The company I work for has been experiencing a lot of them lately. I know that some of you may be jealous, and I would like to offer my personal apologies to you, but the rest of us are starting to get stir-crazy.
I'll admit that I'm a fan of naps after my station duties have been taken care of. Even with those few moments of shut-eye, I still get those moments where I just want to do something. The problem is, I'm sometimes too lazy to do something useful and sometimes feel to guilty to do something personally productive. TV usually wins the battle.
I am starting to rethink this though. Every time the idea pops up, I think of Greg Friese at Everyday EMS Tips and his article on dealing with EMS down time. In the article, Greg suggests the following ideas to beat boredom:
1. Read a professional (EMS) magazine.
2. Get some exercise.
3. Go above and beyond with station duties.
4. Read blog posts from your favorite EMT and Paramedic bloggers.
5. Listen to an EMS Podcast.
6. Complete a continuing education lesson (online).
7. Write a post for your own blog.
8. Write and submit an article to a professional magazine
9. Participate in an EMS Social Network.
10. Learn about EMS in other places
All of these suggestions are awesome. I won't lie that I've done quite a few of them myself. I thought that I might add a five of my own to the list, partially because new ideas are always helpful and also because some of us are stuck out on the road without a station nearby to post at. So here we are:
11. Detail your truck. Even when I used to work for a private service that kept me posted out on the road, I would keep a few basic cleaning supplies in one of the truck compartments. You'll be amazed at how far a little degreaser, window cleaner, and leather protector can take you. Shine the wheels, climb up and scrub the bugs off those hard-to-reach places on the top of the truck, get the dash looking pretty, and be able to take pride in your rig!

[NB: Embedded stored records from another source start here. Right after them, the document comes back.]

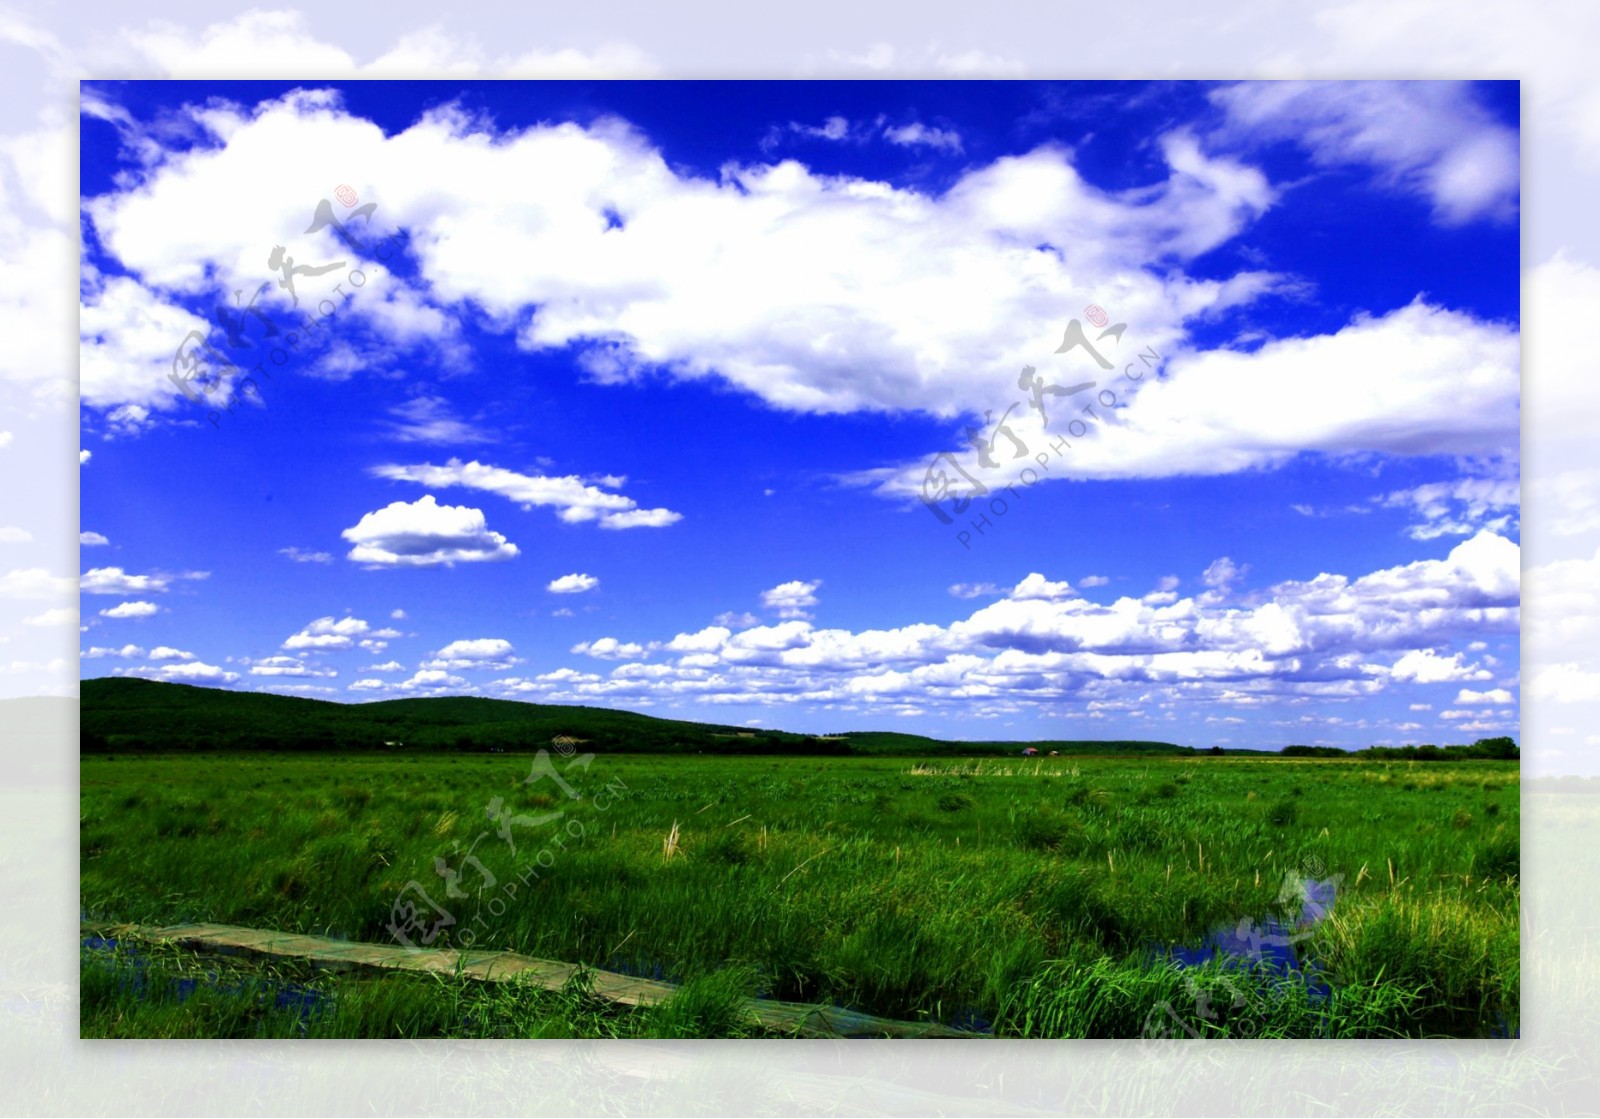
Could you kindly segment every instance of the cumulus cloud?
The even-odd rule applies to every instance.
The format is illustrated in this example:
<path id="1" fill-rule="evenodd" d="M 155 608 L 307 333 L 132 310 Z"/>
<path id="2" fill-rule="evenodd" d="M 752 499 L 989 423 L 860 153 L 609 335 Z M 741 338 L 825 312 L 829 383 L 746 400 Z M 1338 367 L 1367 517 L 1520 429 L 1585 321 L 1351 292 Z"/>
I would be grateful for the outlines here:
<path id="1" fill-rule="evenodd" d="M 263 657 L 250 666 L 252 676 L 337 676 L 331 668 L 307 665 L 295 657 Z"/>
<path id="2" fill-rule="evenodd" d="M 420 482 L 432 489 L 463 486 L 485 490 L 516 502 L 524 510 L 553 506 L 557 516 L 568 524 L 597 521 L 601 528 L 660 528 L 682 520 L 670 509 L 640 509 L 638 502 L 620 493 L 608 493 L 602 486 L 575 475 L 559 478 L 519 474 L 477 461 L 451 459 L 443 466 L 419 463 L 412 466 L 386 465 L 373 468 L 380 478 Z M 607 478 L 605 482 L 620 482 Z"/>
<path id="3" fill-rule="evenodd" d="M 1504 688 L 1490 688 L 1488 691 L 1475 692 L 1471 688 L 1462 688 L 1456 695 L 1459 704 L 1484 704 L 1484 703 L 1515 703 L 1516 697 Z"/>
<path id="4" fill-rule="evenodd" d="M 1160 170 L 1126 189 L 1091 184 L 1070 151 L 1047 145 L 930 194 L 793 160 L 699 176 L 614 118 L 502 131 L 444 107 L 386 132 L 327 91 L 211 104 L 185 124 L 214 142 L 160 155 L 137 184 L 87 207 L 101 243 L 154 287 L 239 286 L 259 245 L 304 228 L 292 200 L 326 191 L 315 168 L 360 166 L 384 184 L 386 219 L 410 234 L 414 298 L 470 307 L 531 352 L 576 351 L 599 381 L 715 378 L 788 411 L 981 409 L 1015 377 L 1001 371 L 1060 336 L 1061 308 L 1086 277 L 1118 291 L 1118 314 L 1163 349 L 1188 320 L 1284 282 L 1184 274 L 1276 194 L 1182 132 L 1156 139 Z M 899 127 L 903 139 L 952 142 Z M 544 173 L 554 165 L 561 176 Z M 108 379 L 122 368 L 105 365 Z M 150 403 L 144 371 L 118 375 Z"/>
<path id="5" fill-rule="evenodd" d="M 422 665 L 425 669 L 446 671 L 465 668 L 509 668 L 518 663 L 512 656 L 511 642 L 500 637 L 475 637 L 452 641 L 431 660 Z"/>
<path id="6" fill-rule="evenodd" d="M 545 585 L 545 590 L 552 594 L 582 594 L 592 591 L 600 585 L 600 580 L 593 575 L 582 575 L 577 572 L 563 575 L 559 579 L 552 579 Z"/>
<path id="7" fill-rule="evenodd" d="M 101 536 L 98 532 L 78 533 L 78 544 L 80 547 L 98 548 L 109 543 L 111 543 L 111 541 L 107 540 L 104 536 Z"/>
<path id="8" fill-rule="evenodd" d="M 1516 215 L 1516 129 L 1468 83 L 1242 82 L 1212 100 L 1236 138 L 1292 140 L 1324 166 L 1371 168 L 1380 185 L 1427 199 L 1444 224 Z"/>
<path id="9" fill-rule="evenodd" d="M 809 617 L 806 608 L 817 604 L 816 591 L 820 586 L 822 586 L 821 579 L 809 583 L 791 579 L 787 583 L 779 583 L 770 591 L 762 591 L 761 605 L 768 610 L 776 610 L 780 618 Z"/>
<path id="10" fill-rule="evenodd" d="M 83 653 L 84 660 L 97 660 L 100 657 L 121 657 L 123 660 L 141 660 L 144 657 L 144 649 L 138 645 L 124 645 L 120 649 L 110 649 L 101 645 L 94 645 Z"/>
<path id="11" fill-rule="evenodd" d="M 572 647 L 574 653 L 598 657 L 600 660 L 630 660 L 647 652 L 643 645 L 618 641 L 615 637 L 602 637 L 595 641 L 580 641 Z"/>
<path id="12" fill-rule="evenodd" d="M 285 649 L 349 649 L 370 629 L 360 618 L 318 618 L 284 639 Z"/>
<path id="13" fill-rule="evenodd" d="M 341 535 L 355 545 L 348 558 L 368 568 L 453 567 L 518 554 L 515 544 L 489 530 L 482 510 L 440 505 L 432 494 L 392 502 Z"/>
<path id="14" fill-rule="evenodd" d="M 449 672 L 437 668 L 421 669 L 409 679 L 402 680 L 394 686 L 401 691 L 425 694 L 475 690 L 464 677 L 452 676 Z"/>
<path id="15" fill-rule="evenodd" d="M 1521 489 L 1514 474 L 1473 476 L 1396 490 L 1377 503 L 1386 508 L 1413 510 L 1421 518 L 1406 530 L 1413 540 L 1471 536 L 1483 529 L 1504 534 L 1517 527 Z"/>
<path id="16" fill-rule="evenodd" d="M 148 669 L 137 674 L 187 684 L 232 684 L 239 679 L 237 672 L 229 672 L 219 665 L 206 664 L 204 661 L 164 664 L 160 668 Z"/>
<path id="17" fill-rule="evenodd" d="M 630 660 L 607 675 L 561 669 L 490 687 L 574 702 L 804 702 L 884 711 L 1073 704 L 1091 718 L 1179 702 L 1247 708 L 1359 699 L 1490 680 L 1470 650 L 1450 645 L 1516 632 L 1519 567 L 1515 544 L 1481 533 L 1443 559 L 1289 580 L 1248 602 L 1167 590 L 1157 602 L 1122 597 L 1102 605 L 1033 573 L 947 625 L 852 632 L 791 618 L 738 632 L 708 626 L 661 642 L 607 638 L 574 649 Z M 652 650 L 670 659 L 639 663 Z M 637 655 L 624 658 L 624 651 Z M 1481 694 L 1499 703 L 1504 691 Z"/>
<path id="18" fill-rule="evenodd" d="M 192 661 L 193 653 L 186 653 L 182 649 L 174 649 L 171 645 L 157 645 L 150 650 L 150 659 L 153 661 Z"/>
<path id="19" fill-rule="evenodd" d="M 1019 602 L 1030 598 L 1054 601 L 1061 598 L 1071 598 L 1077 593 L 1072 589 L 1072 584 L 1065 579 L 1053 582 L 1035 571 L 1031 572 L 1015 587 L 1012 587 L 1009 597 Z"/>
<path id="20" fill-rule="evenodd" d="M 295 563 L 332 563 L 333 562 L 333 556 L 328 552 L 308 551 L 308 550 L 306 550 L 304 548 L 296 548 L 296 547 L 293 547 L 293 546 L 290 546 L 288 548 L 279 548 L 278 549 L 278 554 L 280 556 L 288 556 L 290 559 L 294 560 Z"/>
<path id="21" fill-rule="evenodd" d="M 204 579 L 208 572 L 182 575 L 131 575 L 120 567 L 96 567 L 83 573 L 78 587 L 84 594 L 152 594 L 167 589 L 174 579 Z"/>
<path id="22" fill-rule="evenodd" d="M 33 533 L 12 525 L 0 526 L 0 544 L 32 544 Z"/>
<path id="23" fill-rule="evenodd" d="M 148 618 L 161 612 L 153 602 L 119 602 L 109 610 L 100 611 L 102 618 Z"/>
<path id="24" fill-rule="evenodd" d="M 1138 383 L 1125 375 L 1097 382 L 1098 391 L 1111 395 L 1089 406 L 1092 416 L 1074 417 L 1080 437 L 1066 439 L 1027 411 L 1009 422 L 1022 456 L 1010 457 L 1002 443 L 1007 453 L 984 470 L 969 449 L 952 453 L 993 490 L 1039 478 L 1234 474 L 1306 452 L 1512 460 L 1521 443 L 1516 327 L 1421 299 L 1383 315 L 1358 315 L 1333 334 L 1277 339 L 1249 351 L 1169 356 L 1134 342 L 1121 357 L 1135 356 L 1135 349 L 1137 361 L 1123 368 L 1133 369 Z M 923 458 L 859 471 L 850 480 L 885 496 L 921 498 L 928 472 Z M 956 485 L 966 492 L 959 479 Z"/>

12. Write in a journal. If you don't have access to the internet or the station computer is just backed up, trying pulling out a notebook and jotting away. Maybe you'll write the draft for your next big EMS blog post, or just talk about how your day is going. If you have kids or will later on, they'll love to know what your day-to-day life was like. The best part about journaling is that it is stress-relieving. (Just try to keep your haikus to yourself!)
13. Get involved in your community. With a supervisor's permission, stop by public places and say hello. Having good public relations with your local hospital and schools can take you a long way. If that isn't an option, try posting your truck at a local park or somewhere that the public sees they can approach you if they need help. Be friendly and get out there!
14. Get familiar with your truck. Have you got a new stair chair or one of those fancy auto-CPR devices but haven't had an "opportunity" to use it yet? Get it out and learn yourself on it. It keeps you fresh in your skills and knowlege and keeps the public from doubting you when you need it the most. It looks good when we don't fumble with our equipment.
15. Get to know your partner. Having a good working relationship with your partner is a good foundation for having smooth EMS runs. Getting to know a little about the person that sits next to your for 12+ hours a day will help you to know what to expect from them when your working a code later on without time to chat. You build that certain flow that you see from the old-timers that have been doing this stuff together since the dawn of time. You don't have to be their best friend, but it would be good to make sure they trust you.